Let's be explicit what the repo for this book's draft holds:

These draft notebooks cover an introduction to deep learning, fastai, and PyTorch. fastai is a layered API for deep learning; for more information, see the fastai paper. Everything in this repo is copyright Jeremy Howard and Sylvain Gugger, 2020 onwards.

These notebooks will be used for a course we're teaching in San Francisco from March 2020, and will be available as a MOOC from around July 2020. In addition, our plan is that these notebooks will form the basis of this book, which you can pre-order. It will not have the same GPL restrictions that are on this draft.

It should be clear that the book is under development, and that the only reason you should be forking the repo or making copies of the notebooks are for your own personal learning; they are not to be shared or hosted elsewhere at this point.

[The content] is not licensed for any redistribution or change of format or medium, other than making copies of the notebooks or forking this repo for your own private use.

I reached out to Jeremy Howard, one of the books co-authors, and asked him why people should use this book, and what separates it from the crowd of similar learning resources? Here's what he said:

The book is unusual in that it's taught "top down". We teach almost everything through real examples. As we build out those examples, we go deeper and deeper, and we'll show you how to make your projects better and better. This means that you'll be gradually learning all the theoretical foundations you need, in context, in such a way that you'll see why it matters and how it works. We've spent years building tools and teaching methods that make previously complex topics very simple.

The book teaches PyTorch, the fastest growing deep learning library, and fastai, the most popular higher level API for PyTorch. The book can be ordered from here.

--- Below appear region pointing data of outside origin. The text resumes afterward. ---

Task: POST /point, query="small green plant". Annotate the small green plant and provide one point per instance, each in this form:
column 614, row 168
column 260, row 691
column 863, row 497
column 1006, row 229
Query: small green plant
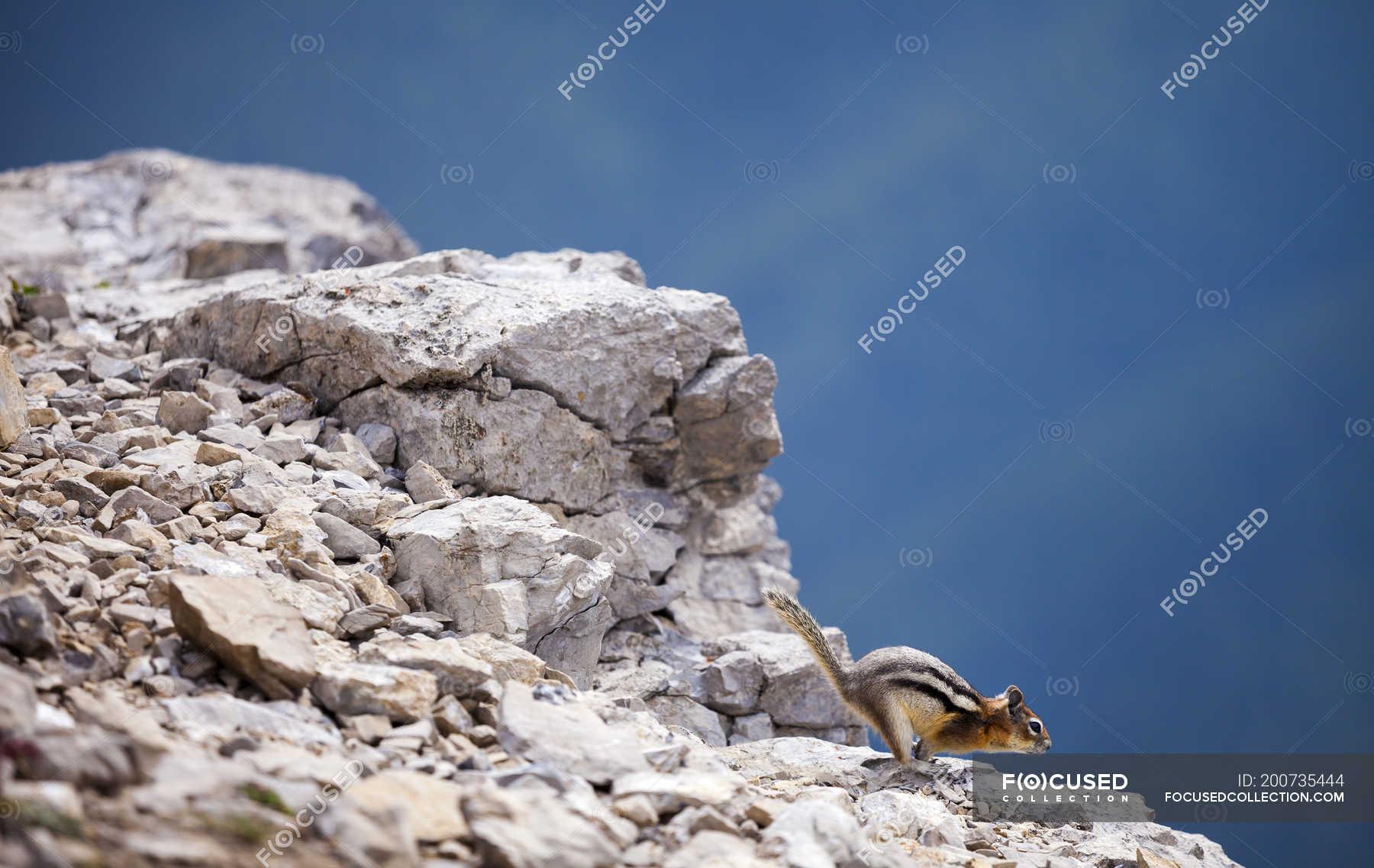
column 22, row 289
column 242, row 827
column 264, row 797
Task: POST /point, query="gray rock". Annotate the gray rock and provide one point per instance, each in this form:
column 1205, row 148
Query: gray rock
column 752, row 728
column 379, row 441
column 238, row 621
column 290, row 218
column 183, row 411
column 226, row 716
column 128, row 502
column 585, row 746
column 344, row 540
column 532, row 828
column 18, row 704
column 502, row 566
column 426, row 484
column 692, row 716
column 796, row 691
column 82, row 492
column 429, row 805
column 402, row 694
column 13, row 408
column 456, row 670
column 25, row 625
column 108, row 367
column 733, row 683
column 282, row 450
column 89, row 453
column 812, row 833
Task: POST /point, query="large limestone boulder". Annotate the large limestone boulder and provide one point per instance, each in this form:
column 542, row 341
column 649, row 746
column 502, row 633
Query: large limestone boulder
column 237, row 620
column 503, row 566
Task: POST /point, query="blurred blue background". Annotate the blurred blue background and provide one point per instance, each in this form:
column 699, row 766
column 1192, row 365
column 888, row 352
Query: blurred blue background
column 1163, row 319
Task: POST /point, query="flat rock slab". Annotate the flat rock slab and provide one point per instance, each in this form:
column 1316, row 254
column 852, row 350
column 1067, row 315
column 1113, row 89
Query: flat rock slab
column 237, row 620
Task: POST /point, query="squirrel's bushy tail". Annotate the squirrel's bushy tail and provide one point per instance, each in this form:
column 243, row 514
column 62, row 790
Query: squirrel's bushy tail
column 805, row 625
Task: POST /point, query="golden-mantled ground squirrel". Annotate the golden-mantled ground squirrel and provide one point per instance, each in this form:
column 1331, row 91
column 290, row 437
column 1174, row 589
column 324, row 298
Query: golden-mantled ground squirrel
column 903, row 692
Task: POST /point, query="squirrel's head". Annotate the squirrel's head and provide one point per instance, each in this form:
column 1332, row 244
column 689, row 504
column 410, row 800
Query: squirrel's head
column 1021, row 731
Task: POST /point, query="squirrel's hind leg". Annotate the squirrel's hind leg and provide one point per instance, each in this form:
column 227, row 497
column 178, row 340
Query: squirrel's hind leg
column 892, row 724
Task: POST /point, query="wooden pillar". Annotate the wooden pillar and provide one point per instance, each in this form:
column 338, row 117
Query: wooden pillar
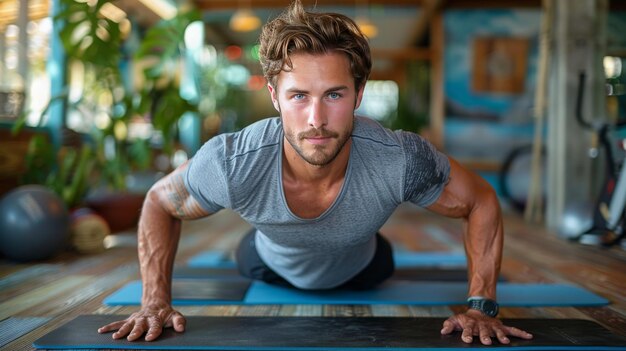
column 22, row 48
column 189, row 125
column 437, row 103
column 578, row 41
column 56, row 68
column 3, row 75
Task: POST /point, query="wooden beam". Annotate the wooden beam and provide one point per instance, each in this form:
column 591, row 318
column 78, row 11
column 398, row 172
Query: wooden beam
column 230, row 4
column 478, row 4
column 37, row 9
column 406, row 54
column 427, row 11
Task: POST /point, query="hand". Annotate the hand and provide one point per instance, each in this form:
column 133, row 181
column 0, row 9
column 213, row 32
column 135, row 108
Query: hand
column 149, row 320
column 474, row 323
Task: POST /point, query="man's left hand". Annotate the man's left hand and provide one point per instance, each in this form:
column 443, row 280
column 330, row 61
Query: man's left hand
column 474, row 323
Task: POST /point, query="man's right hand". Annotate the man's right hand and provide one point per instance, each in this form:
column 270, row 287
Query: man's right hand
column 149, row 320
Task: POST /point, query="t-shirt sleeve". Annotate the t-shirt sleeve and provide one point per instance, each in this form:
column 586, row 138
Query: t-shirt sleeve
column 205, row 178
column 427, row 170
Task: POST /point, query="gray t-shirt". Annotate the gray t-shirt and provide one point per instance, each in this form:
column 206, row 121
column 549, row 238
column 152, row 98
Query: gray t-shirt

Here's what you can expect from this book as far as topics, taken from the titles of the chapter notebooks:

  1. Your Deep Learning Journey
  2. From Model to Production
  3. Data Ethics
  4. Under the Hood: Training a Digit Classifier
  5. Image Classification
  6. Other Computer Vision Problems
  7. Training a State-of-the-Art Model
  8. Collaborative Filtering Deep Dive
  9. Tabular Modeling Deep Dive
  10. Data Munging with fastai's Mid-Level API
  11. A Language Model from Scratch
  12. Convolutional Neural Networks
  13. ResNets
  14. Application Architectures Deep Dive
  15. The Training Process
  16. A Neural Net from the Foundations
  17. CNN Interpretation with CAM
  18. A fastai Learner from Scratch
  19. Concluding Thoughts

The first thing you have to take notice of, after looking at this chapter list, is the content of the chapter arrangement. Just as the fast.ai courses progress in a top-down fashion, the book proceeds in the same manner. Get coding right away, and progressively move from higher to lower level concepts. Implement a simple machine learning system, and then move on to explaining its constituent parts, expanding on these parts when relevant and necessary.

Another point to note is the inclusion, especially early on, of a topic such as ethics. Generally, such a concept is completely skipped over in contemporary books on machine learning. This is reflective of the leadership role fast.ai, and Rachel Thomas in particular, have taken in machine learning ethics, and integrating such a chapter early in the book expresses its relative importance to not just the authors, but the practice in general.

As a proponent of top-down teaching (and learning), I find this book to be a promising addition to the growing landscape of machine learning texts. If you want to learn deep learning by example, from a team that has seemingly written the book on it, Deep Learning for Coders with fastai and PyTorch is for you.